Note the confused look on my face
From far away it appeared to be a jukebox, but upon closer inspection, I still had no idea what it was. I also thought it might have been one of those temporary tattoo vending machines, but that didn't seem to make sense either because there is no good reason as to why one of those would be in a library.
Then I saw it. A tiny handout placed on top of the machine.
"Art-o-mat machines are retired cigarette vending
machines that have been converted to vend art.
There are over 100 active machines
in various locations throughout the country."
And then it all made sense. Kind of.
What I found was a website called Artomat.org that explained the history and mystery of the Art-O-Mat machines. Basically, there was a dude named Clark Whittington who decided it would be a good idea to recycle an old cigarette vending machine and rig it to dispense his paintings for $1 in a cafe/ gallery setting in 1997. The owner of the cafe loved this idea so much that eventually the idea grew and the project developed with the help of a group called Artists in Celophane (AIC). Their current mission is to "encourage art consumption by combining the worlds of art and commerce in an innovative form."
Now look at how many Art-O-Mats there are!
Do you see Sheboygan? [source: artomat.org]
The cool thing about Art-O-Mat is that it's an ongoing project and any artist can participate. There are some strict size guidelines that artists have to adhere to in order fit their project into the tiny slots in the machine (think: cigarette carton-sized art), and some specific materials that they have to buy, but after that the sky's the limit. This project allows artists to promote their work outside of the state or even country that they are living in without having to travel. It also allows the public to become collectors of fine art for a cheap price. Most pieces of art are sold for $5 with the artist receiving $2.50 per sale.
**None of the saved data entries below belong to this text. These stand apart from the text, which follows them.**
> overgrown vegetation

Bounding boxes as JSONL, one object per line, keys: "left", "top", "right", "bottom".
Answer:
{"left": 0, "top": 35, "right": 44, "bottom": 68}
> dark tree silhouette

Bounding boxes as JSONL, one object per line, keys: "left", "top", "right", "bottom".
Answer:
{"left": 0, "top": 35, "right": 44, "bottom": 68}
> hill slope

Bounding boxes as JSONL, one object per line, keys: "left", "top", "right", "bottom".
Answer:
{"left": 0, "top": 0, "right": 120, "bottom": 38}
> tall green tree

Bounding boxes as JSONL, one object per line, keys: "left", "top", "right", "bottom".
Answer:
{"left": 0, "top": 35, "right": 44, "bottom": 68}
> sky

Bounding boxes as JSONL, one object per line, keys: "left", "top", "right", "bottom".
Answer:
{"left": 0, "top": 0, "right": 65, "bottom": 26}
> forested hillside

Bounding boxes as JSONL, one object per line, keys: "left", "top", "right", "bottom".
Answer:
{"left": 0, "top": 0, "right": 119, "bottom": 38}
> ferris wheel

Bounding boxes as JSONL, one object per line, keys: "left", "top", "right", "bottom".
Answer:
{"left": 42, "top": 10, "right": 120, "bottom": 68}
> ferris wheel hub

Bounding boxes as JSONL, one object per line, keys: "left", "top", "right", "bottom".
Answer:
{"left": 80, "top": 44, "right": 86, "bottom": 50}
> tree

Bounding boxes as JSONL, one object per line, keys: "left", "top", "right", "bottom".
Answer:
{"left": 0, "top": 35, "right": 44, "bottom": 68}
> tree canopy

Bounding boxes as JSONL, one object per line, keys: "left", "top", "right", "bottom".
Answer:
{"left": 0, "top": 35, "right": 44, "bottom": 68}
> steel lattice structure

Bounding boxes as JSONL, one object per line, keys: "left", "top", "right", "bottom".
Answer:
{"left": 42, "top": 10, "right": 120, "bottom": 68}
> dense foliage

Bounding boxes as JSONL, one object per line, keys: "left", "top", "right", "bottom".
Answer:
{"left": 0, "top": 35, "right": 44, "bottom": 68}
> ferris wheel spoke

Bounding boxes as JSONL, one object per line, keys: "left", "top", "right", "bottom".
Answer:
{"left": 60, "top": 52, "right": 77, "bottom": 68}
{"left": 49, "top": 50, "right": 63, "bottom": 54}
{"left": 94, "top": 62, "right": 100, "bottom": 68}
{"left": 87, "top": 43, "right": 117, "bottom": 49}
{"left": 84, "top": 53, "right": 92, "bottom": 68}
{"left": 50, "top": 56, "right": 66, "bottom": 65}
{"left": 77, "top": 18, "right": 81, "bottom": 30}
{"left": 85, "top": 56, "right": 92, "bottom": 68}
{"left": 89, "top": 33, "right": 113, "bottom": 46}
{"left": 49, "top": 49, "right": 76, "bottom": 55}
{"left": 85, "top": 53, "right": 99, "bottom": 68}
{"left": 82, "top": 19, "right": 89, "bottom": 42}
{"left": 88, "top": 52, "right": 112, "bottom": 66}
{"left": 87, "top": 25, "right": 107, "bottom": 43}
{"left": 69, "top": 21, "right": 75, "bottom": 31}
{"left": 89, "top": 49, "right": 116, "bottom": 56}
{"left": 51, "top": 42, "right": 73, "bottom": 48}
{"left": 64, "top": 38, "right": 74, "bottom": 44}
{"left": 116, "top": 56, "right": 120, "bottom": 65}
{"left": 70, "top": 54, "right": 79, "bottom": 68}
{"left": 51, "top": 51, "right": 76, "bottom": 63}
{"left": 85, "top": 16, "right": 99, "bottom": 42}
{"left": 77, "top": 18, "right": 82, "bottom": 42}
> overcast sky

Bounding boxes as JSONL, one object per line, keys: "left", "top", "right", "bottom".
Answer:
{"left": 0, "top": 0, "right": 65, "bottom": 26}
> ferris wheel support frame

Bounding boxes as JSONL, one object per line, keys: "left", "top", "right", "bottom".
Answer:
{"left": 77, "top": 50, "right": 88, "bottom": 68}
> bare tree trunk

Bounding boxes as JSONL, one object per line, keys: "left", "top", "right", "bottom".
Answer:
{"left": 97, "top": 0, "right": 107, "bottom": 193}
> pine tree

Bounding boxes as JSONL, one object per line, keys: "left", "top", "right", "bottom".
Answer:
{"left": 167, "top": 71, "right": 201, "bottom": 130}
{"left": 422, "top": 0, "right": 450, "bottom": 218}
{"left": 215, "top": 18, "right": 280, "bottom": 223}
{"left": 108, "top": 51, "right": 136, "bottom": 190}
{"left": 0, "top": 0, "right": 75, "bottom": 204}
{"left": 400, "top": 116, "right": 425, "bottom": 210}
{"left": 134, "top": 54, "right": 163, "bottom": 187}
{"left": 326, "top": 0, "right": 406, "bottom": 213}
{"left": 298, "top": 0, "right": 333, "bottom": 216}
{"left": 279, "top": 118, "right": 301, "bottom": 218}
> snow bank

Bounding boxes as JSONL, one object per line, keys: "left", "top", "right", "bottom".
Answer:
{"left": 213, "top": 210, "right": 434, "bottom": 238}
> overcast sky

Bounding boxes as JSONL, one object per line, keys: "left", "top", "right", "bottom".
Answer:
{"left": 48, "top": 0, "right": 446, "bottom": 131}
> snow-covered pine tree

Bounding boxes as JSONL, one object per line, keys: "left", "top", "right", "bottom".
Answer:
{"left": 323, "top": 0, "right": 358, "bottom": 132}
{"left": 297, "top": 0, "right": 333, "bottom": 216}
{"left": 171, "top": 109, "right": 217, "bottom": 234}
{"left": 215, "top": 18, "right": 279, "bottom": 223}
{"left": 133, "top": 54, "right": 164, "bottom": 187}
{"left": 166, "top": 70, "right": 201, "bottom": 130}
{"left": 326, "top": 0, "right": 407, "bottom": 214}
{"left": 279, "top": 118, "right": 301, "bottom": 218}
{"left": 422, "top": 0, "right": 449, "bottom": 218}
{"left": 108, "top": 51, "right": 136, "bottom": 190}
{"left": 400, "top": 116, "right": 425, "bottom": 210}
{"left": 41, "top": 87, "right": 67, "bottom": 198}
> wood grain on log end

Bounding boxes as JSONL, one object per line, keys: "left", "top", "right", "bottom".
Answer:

This project reminds me of an artist that I wrote about on this blog a long time ago named Christine Hill whose work also blends the ideas of art and commerce. Hill's work, however, was made solely for the gallery setting, only to be seen by people in a gallery setting. Art-O-Mat is more accessible because these machines are far removed from the gallery and therefore many types of unsuspecting folks like myself can stumble across them. [Thought: Rename this blog to "Accidentally Finding Art at the Mead Public Library"]. In fact, most Art-O-Mats are found in grocery stores. The Sheboygan Art-O-Mat was the third in Wisconsin, and its installation was partially funded by the Kohler Company. Art-O-Mat is also much more supportive of the work of many different kinds of artists as opposed to the work of the One and Only, the Artist, the Genius, the Sole Creator.
I'm into it. I would encourage you to check out the website, find a machine, and buy some art. I would have, but I'm an intern, and I'm broke.